En tout état de cause, le Gouvernement prévoit que 500 000 contrats de génération seront conclus en cinq ans. L'Observatoire français des conjonctures économiques parle, quant à lui, de 21 000 créations d'emplois par an. Nous avons entendu les ministres évoquer un puzzle de mesures destinées à l'emploi et nous expliquer que nous ne pouvons pas critiquer un projet sans considérer les textes dans leur globalité. Sur les quatre pièces qui composent ce puzzle, deux ont été votées ou sont en passe de l'être : les emplois d'avenir et les contrats de génération. Ces deux mesures cumulées coûteront 5 milliards d'euros, pour un nombre d'emplois créés estimé à 50 000 par an. Comparé aux 3,2 millions de chômeurs que connaît notre pays, ce chiffre semble bien peu ambitieux, alors que la dépense fiscale, elle, se fera douloureusement sentir sur nos finances publiques.

Un des points positifs de ce texte est issu d'un amendement à l'article 5, qui étend la possibilité d'embauche à des jeunes présents dans l'entreprise avant leurs 26 ans et avant la mise en oeuvre de la présente loi. Ce dispositif, que j'avais suggéré dès la discussion générale, corrige une inégalité en permettant à certains jeunes déjà présents dans l'entreprise, notamment en alternance, de bénéficier également du contrat de génération.
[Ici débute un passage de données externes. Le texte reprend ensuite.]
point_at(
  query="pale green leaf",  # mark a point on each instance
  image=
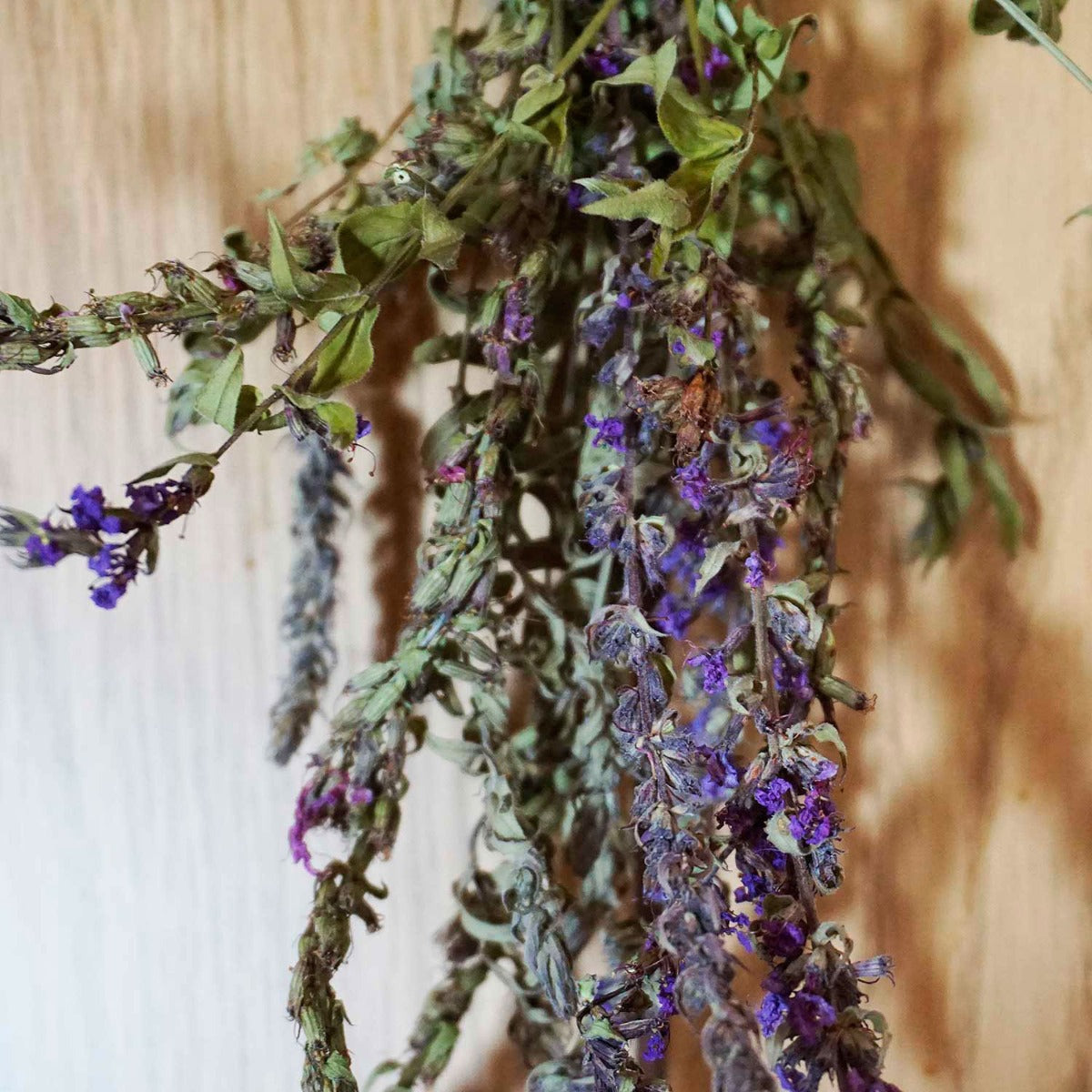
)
(219, 397)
Le groupe UMP a mis en garde le Gouvernement et la majorité quant aux dispositions prévoyant la perte de l'aide en cas de licenciement. Plusieurs députés ont déposé des amendements visant à supprimer ou à restreindre la perte de l'aide mentionnée à l'alinéa 59 de l'article 1er. Cette disposition aura comme conséquence néfaste de limiter l'embauche des seniors. Nous n'avons malheureusement pas été entendus sur ce point, mais, au cours de l'examen du texte, la majorité est allée encore plus loin ! Une disposition introduite par voie d'amendement stipule en effet que les entreprises ne pourront pas toucher l'aide en cas de rupture conventionnelle précédant la conclusion de contrats de génération. L'absence de prise de position du Gouvernement est un signe fort de sa volonté de mettre en cause la rupture conventionnelle, pourtant voulue par les partenaires sociaux.

Le ministre a d'ailleurs lui-même déclaré, durant les débats, que cet amendement risquait de « créer des situations préjudiciables à l'embauche d'un certain nombre de jeunes ». Eh bien, je vous le confirme, monsieur le ministre : oui, cette disposition aura des effets considérablement négatifs sur l'emploi des jeunes. Pourtant, vous ne vous y êtes pas opposé. En d'autres termes, au lieu de favoriser l'emploi des jeunes et des seniors, vous tendez vers l'effet inverse. Devant une telle rigidité, les employeurs ne souscriront pas à votre dispositif ! L'engagement de la procédure accélérée ne permettra pas, d'ailleurs, de corriger cette erreur.

Après ces exemples, je n'aborderai pas en détail tous les points du texte qui posent problème ou sont extrêmement flous, comme la négociation dans les entreprises dépourvues de délégués syndicaux, les seuils choisis pour les tailles des entreprises, le cavalier législatif présenté par le Gouvernement relatif aux inspecteurs du travail ou les délais trop courts. Vous le voyez, les griefs que nous avons contre ce texte sont nombreux et n'ont pas été atténués par son examen.

Pour toutes ces raisons, et parce que nos concitoyens attendent des mesures fortes et courageuses en matière de chômage et de baisse des déficits de l'État, le groupe UMP votera contre ce projet de loi. (Applaudissements sur les bancs du groupe UMP.)